O Hospital de Clínicas de Curitiba (HC), maior hospital do estado, fechou a última ala exclusiva para pacientes de Covid-19 na quarta-feira (18). Depois de conviver com a dor diária e a luta pela vida dos pacientes, os profissionais da linha de frente celebraram o momento.

O espaço foi desativado depois da redução na demanda de pacientes da doença após o avanço da vacinação contra a Covid. O Paraná tem 63% da população com o esquema vacinal contra a doença completado (com segunda dose ou dose única), de acordo com a Secretaria de Estado de Saúde.

“Neste momento significa o cumprimento de uma missão. De ter contribuído para a mitigação da pandemia. E ele significa realmente simbólico, é o fechamento da última ala que estava atendendo Covid e principalmente a retomada do hospital para sua missão”, afirmou Claudete Reggiani, superintendente do HC.

 

Profissionais celebraram momento que marca melhora da pandemia — Foto: Reprodução/Geferson da Silva Araújo

Profissionais celebraram momento que marca melhora da pandemia — Foto: Reprodução/Geferson da Silva Araújo

Durante toda a pandemia, o hospital foi referência no atendimento à doença. Entre março e maio deste ano, quase metade dos leitos do HC chegou a ser ocupado por pacientes de Covid.

Foram 200 pessoas internadas, entre enfermaria e Unidade de Terapia Intensiva (UTI), no período. A ala chegou também a ocupar metade de um andar inteiro do hospital.

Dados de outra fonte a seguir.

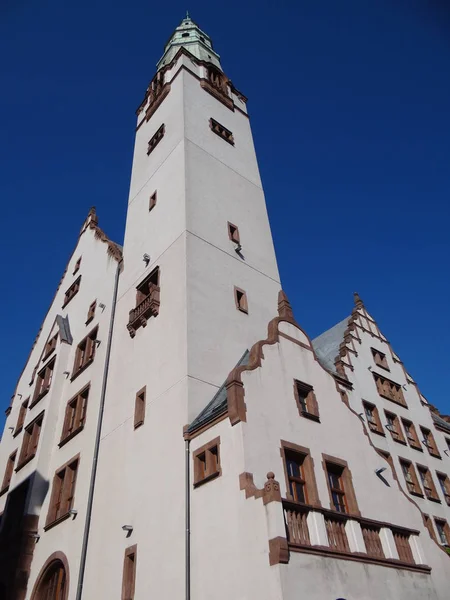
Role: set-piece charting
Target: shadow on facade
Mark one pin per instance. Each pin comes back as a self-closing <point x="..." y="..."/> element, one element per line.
<point x="18" y="530"/>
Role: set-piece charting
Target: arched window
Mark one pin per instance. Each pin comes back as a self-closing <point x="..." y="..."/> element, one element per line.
<point x="53" y="581"/>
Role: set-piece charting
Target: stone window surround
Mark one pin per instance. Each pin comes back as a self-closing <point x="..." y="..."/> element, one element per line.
<point x="311" y="403"/>
<point x="350" y="496"/>
<point x="200" y="479"/>
<point x="72" y="291"/>
<point x="79" y="419"/>
<point x="376" y="426"/>
<point x="66" y="486"/>
<point x="312" y="493"/>
<point x="31" y="435"/>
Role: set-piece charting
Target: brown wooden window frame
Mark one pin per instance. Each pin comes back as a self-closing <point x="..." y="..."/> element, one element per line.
<point x="72" y="291"/>
<point x="43" y="382"/>
<point x="373" y="418"/>
<point x="221" y="131"/>
<point x="388" y="389"/>
<point x="379" y="359"/>
<point x="139" y="407"/>
<point x="233" y="233"/>
<point x="240" y="299"/>
<point x="345" y="491"/>
<point x="444" y="484"/>
<point x="75" y="415"/>
<point x="413" y="438"/>
<point x="30" y="441"/>
<point x="336" y="533"/>
<point x="410" y="475"/>
<point x="21" y="416"/>
<point x="85" y="353"/>
<point x="50" y="346"/>
<point x="129" y="573"/>
<point x="91" y="312"/>
<point x="63" y="492"/>
<point x="306" y="400"/>
<point x="207" y="464"/>
<point x="152" y="201"/>
<point x="9" y="472"/>
<point x="394" y="427"/>
<point x="443" y="531"/>
<point x="430" y="444"/>
<point x="156" y="138"/>
<point x="77" y="266"/>
<point x="372" y="541"/>
<point x="403" y="546"/>
<point x="306" y="462"/>
<point x="427" y="483"/>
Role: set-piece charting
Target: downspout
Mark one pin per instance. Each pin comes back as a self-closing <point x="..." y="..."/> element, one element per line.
<point x="90" y="501"/>
<point x="188" y="525"/>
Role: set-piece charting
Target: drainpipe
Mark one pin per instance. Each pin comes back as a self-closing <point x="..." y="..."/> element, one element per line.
<point x="97" y="441"/>
<point x="188" y="525"/>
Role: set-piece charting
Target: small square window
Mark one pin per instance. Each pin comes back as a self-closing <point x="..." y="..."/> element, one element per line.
<point x="152" y="201"/>
<point x="241" y="300"/>
<point x="233" y="233"/>
<point x="207" y="462"/>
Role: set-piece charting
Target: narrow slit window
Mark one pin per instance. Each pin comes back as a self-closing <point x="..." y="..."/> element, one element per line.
<point x="139" y="408"/>
<point x="91" y="312"/>
<point x="241" y="300"/>
<point x="8" y="472"/>
<point x="152" y="201"/>
<point x="129" y="573"/>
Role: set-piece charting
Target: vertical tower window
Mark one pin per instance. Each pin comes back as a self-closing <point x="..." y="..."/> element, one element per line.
<point x="8" y="472"/>
<point x="221" y="131"/>
<point x="91" y="312"/>
<point x="240" y="298"/>
<point x="43" y="382"/>
<point x="21" y="417"/>
<point x="129" y="573"/>
<point x="77" y="266"/>
<point x="154" y="141"/>
<point x="72" y="291"/>
<point x="152" y="201"/>
<point x="139" y="408"/>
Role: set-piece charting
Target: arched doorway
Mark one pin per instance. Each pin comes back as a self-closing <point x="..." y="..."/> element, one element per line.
<point x="53" y="580"/>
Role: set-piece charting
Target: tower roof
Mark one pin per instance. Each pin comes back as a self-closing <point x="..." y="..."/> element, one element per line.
<point x="189" y="35"/>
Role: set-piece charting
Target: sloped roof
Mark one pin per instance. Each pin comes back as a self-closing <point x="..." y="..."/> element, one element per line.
<point x="218" y="404"/>
<point x="326" y="345"/>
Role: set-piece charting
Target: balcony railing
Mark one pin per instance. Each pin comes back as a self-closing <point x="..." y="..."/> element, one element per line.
<point x="297" y="520"/>
<point x="148" y="307"/>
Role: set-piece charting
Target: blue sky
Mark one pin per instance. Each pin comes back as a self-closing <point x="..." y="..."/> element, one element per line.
<point x="349" y="109"/>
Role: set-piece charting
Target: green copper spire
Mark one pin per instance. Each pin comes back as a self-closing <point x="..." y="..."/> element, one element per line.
<point x="189" y="35"/>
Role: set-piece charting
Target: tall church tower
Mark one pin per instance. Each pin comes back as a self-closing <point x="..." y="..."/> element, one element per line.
<point x="199" y="285"/>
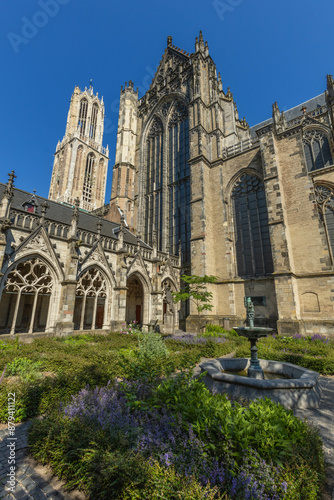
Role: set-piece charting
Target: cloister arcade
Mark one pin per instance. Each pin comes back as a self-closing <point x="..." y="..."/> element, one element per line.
<point x="25" y="300"/>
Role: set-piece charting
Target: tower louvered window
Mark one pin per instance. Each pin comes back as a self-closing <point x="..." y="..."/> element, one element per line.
<point x="154" y="189"/>
<point x="317" y="150"/>
<point x="83" y="116"/>
<point x="87" y="186"/>
<point x="325" y="200"/>
<point x="179" y="183"/>
<point x="252" y="238"/>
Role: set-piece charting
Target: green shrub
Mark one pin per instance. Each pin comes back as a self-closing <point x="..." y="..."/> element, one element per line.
<point x="26" y="369"/>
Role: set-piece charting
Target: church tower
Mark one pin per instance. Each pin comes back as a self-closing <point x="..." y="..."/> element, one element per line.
<point x="81" y="162"/>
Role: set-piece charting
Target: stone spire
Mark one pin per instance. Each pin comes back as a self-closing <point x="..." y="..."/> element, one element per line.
<point x="121" y="233"/>
<point x="75" y="218"/>
<point x="44" y="206"/>
<point x="330" y="83"/>
<point x="99" y="228"/>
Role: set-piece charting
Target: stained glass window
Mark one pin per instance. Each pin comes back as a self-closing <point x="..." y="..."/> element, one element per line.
<point x="252" y="238"/>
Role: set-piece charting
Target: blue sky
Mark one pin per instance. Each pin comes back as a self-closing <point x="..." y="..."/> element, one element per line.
<point x="266" y="51"/>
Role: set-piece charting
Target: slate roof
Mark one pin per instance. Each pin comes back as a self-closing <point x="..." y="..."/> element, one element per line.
<point x="295" y="112"/>
<point x="62" y="214"/>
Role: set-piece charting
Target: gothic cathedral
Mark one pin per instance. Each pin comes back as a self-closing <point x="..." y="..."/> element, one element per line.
<point x="194" y="190"/>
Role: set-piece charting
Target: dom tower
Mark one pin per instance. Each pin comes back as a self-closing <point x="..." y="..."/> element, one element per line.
<point x="81" y="162"/>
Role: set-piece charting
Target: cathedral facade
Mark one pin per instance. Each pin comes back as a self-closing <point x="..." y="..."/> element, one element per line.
<point x="253" y="206"/>
<point x="195" y="190"/>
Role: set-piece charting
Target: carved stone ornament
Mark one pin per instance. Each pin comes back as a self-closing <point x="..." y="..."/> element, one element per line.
<point x="37" y="243"/>
<point x="179" y="114"/>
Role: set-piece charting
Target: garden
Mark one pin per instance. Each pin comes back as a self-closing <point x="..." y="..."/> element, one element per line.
<point x="121" y="416"/>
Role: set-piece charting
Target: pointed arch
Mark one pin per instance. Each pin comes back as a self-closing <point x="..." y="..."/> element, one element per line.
<point x="27" y="290"/>
<point x="251" y="229"/>
<point x="93" y="121"/>
<point x="88" y="180"/>
<point x="324" y="193"/>
<point x="138" y="299"/>
<point x="316" y="149"/>
<point x="154" y="180"/>
<point x="93" y="299"/>
<point x="78" y="166"/>
<point x="179" y="225"/>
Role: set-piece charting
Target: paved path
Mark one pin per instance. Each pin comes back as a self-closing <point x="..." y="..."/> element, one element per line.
<point x="323" y="419"/>
<point x="35" y="482"/>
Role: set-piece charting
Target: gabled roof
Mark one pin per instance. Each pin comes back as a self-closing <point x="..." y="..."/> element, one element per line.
<point x="60" y="213"/>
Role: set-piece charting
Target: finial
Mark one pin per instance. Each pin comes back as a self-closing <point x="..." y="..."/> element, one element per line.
<point x="138" y="240"/>
<point x="75" y="213"/>
<point x="99" y="227"/>
<point x="45" y="206"/>
<point x="229" y="94"/>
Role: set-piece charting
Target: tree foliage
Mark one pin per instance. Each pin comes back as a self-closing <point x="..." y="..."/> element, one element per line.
<point x="195" y="289"/>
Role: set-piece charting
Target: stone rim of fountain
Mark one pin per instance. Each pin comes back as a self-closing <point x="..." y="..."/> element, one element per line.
<point x="302" y="390"/>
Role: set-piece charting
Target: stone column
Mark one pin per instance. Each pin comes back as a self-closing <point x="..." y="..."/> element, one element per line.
<point x="65" y="325"/>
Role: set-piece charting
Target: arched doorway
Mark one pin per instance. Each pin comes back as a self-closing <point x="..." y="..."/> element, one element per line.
<point x="135" y="300"/>
<point x="170" y="320"/>
<point x="90" y="300"/>
<point x="24" y="306"/>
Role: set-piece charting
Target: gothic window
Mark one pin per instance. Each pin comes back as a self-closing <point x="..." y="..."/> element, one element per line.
<point x="91" y="295"/>
<point x="325" y="200"/>
<point x="92" y="130"/>
<point x="83" y="116"/>
<point x="179" y="182"/>
<point x="154" y="172"/>
<point x="252" y="238"/>
<point x="87" y="186"/>
<point x="25" y="300"/>
<point x="317" y="150"/>
<point x="77" y="169"/>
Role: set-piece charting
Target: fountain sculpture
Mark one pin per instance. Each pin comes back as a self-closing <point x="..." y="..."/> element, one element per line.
<point x="293" y="386"/>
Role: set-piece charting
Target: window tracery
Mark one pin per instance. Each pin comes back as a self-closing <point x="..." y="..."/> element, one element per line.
<point x="88" y="179"/>
<point x="252" y="238"/>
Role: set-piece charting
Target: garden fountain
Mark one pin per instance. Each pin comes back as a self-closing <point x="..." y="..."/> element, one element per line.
<point x="253" y="333"/>
<point x="290" y="385"/>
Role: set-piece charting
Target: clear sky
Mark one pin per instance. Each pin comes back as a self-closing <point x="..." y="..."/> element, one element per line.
<point x="266" y="51"/>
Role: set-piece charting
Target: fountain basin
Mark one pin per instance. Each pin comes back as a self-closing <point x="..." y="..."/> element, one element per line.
<point x="300" y="390"/>
<point x="254" y="333"/>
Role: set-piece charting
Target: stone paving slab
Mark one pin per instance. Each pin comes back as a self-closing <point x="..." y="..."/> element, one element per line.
<point x="33" y="481"/>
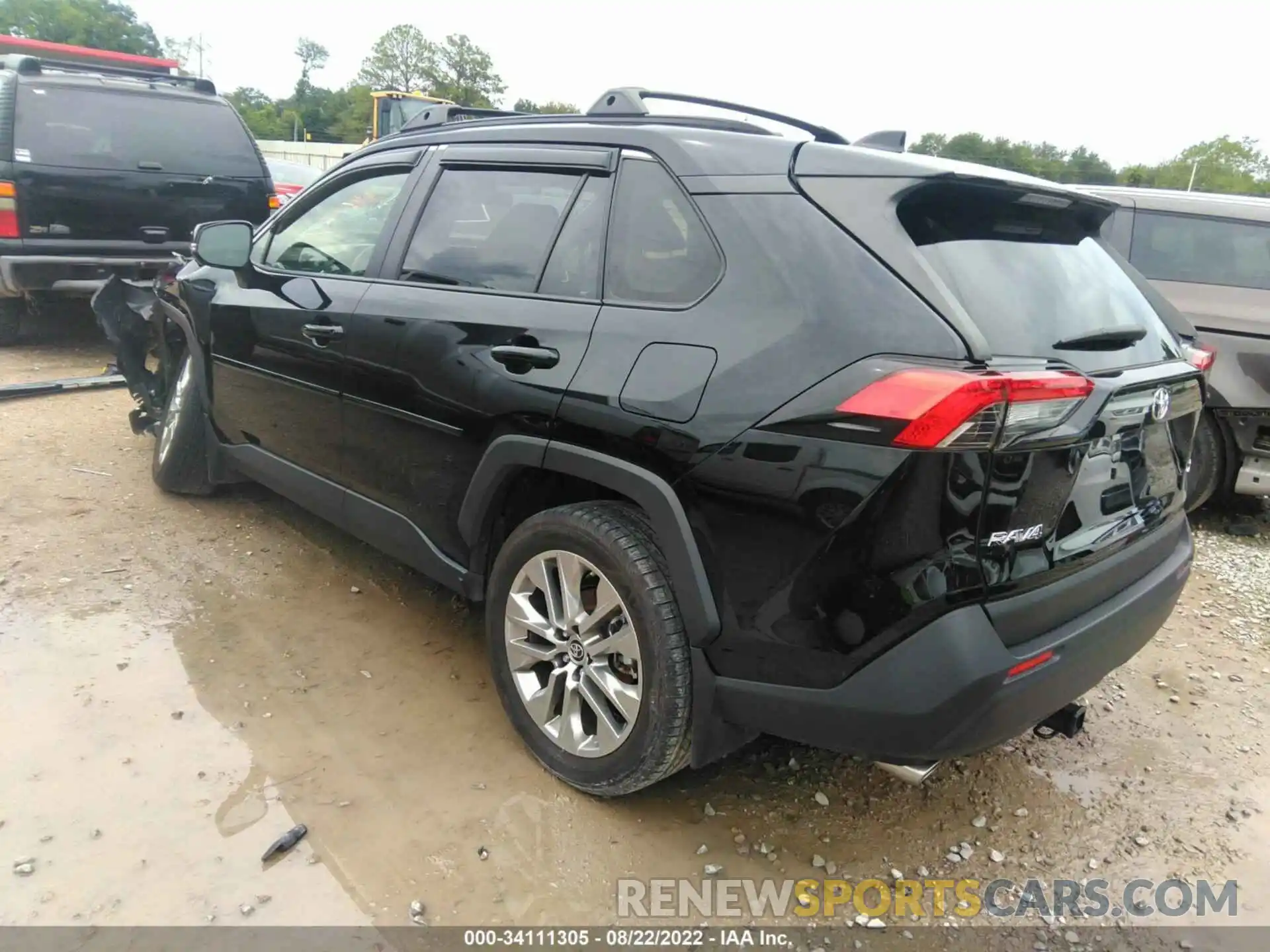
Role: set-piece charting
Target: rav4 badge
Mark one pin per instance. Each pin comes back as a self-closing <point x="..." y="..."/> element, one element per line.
<point x="1003" y="539"/>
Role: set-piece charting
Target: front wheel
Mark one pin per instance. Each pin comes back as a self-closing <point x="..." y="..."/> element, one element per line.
<point x="588" y="649"/>
<point x="179" y="462"/>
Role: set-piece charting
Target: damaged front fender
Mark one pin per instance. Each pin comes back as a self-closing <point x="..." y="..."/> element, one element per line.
<point x="148" y="343"/>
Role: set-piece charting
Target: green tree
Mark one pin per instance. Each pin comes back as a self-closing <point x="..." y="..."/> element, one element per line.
<point x="529" y="106"/>
<point x="261" y="113"/>
<point x="313" y="58"/>
<point x="1218" y="165"/>
<point x="464" y="73"/>
<point x="349" y="117"/>
<point x="101" y="24"/>
<point x="403" y="59"/>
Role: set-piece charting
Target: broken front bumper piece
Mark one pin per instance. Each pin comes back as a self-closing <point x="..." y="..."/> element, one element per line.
<point x="128" y="315"/>
<point x="11" y="391"/>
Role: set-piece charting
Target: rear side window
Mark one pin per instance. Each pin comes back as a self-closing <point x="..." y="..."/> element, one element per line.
<point x="1202" y="251"/>
<point x="489" y="229"/>
<point x="112" y="130"/>
<point x="578" y="253"/>
<point x="1032" y="274"/>
<point x="659" y="251"/>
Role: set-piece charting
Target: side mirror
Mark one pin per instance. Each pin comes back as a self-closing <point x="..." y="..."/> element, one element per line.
<point x="224" y="244"/>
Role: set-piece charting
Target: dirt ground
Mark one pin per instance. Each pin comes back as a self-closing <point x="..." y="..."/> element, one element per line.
<point x="182" y="681"/>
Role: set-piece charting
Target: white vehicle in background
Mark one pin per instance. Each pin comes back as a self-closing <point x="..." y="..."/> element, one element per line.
<point x="290" y="178"/>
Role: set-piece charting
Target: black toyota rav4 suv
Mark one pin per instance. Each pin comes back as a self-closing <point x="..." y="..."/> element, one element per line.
<point x="733" y="433"/>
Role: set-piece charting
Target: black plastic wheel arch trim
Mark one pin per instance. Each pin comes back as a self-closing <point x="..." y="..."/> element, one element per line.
<point x="654" y="495"/>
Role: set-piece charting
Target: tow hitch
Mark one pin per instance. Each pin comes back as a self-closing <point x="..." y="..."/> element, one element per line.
<point x="1067" y="721"/>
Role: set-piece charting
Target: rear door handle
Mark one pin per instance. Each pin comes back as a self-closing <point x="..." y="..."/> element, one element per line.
<point x="321" y="334"/>
<point x="520" y="360"/>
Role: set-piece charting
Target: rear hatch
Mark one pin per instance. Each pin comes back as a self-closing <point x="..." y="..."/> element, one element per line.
<point x="1080" y="393"/>
<point x="106" y="161"/>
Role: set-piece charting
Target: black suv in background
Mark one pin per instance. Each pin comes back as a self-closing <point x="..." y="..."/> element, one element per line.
<point x="732" y="433"/>
<point x="107" y="171"/>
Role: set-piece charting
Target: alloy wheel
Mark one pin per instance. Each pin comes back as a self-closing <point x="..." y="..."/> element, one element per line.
<point x="573" y="653"/>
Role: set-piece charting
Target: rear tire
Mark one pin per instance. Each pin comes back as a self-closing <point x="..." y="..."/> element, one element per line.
<point x="1208" y="463"/>
<point x="12" y="310"/>
<point x="179" y="462"/>
<point x="614" y="546"/>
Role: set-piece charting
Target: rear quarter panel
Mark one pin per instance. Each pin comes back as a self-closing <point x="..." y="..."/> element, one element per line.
<point x="799" y="301"/>
<point x="1236" y="324"/>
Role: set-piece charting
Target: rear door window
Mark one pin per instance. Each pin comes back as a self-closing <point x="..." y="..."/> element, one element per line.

“A partir do momento que esse espaço não é tão necessário, esse momento foi uma espécie de despedida dos colegas que terão que sair, retornar para seus setores. Uma espécie de abraço que nós não pudemos der durante todos esses 21 meses de pandemia que a gente vem trabalhando”, comentou a enfermeira Ligia Palu.

 

Consultas e cirurgias represadas

 

Com o fim das alas exclusivas, o HC agora volta o foco ao atendimento da população em geral. De acordo com a superintendente da instituição, o objetivo é dar vazão à fila de cirurgias e consultas eletivas.

Segundo Claudete, são mais de 10 mil cirurgias eletivas represadas no hospital e outras 100 mil consultas especializadas em espera. Para zerar as filas são realizados mutirões.

“Primeiro aprendizado foi a capacidade do hospital se transformar, mudar. A segunda questão foi ver os profissionais de saúde que se disponibilizaram para atender as pessoas. Ano passado ninguém tinha vacina, e as pessoas colocavam sua vida em risco para cuidar dos doentes”, ressaltou a superintendente.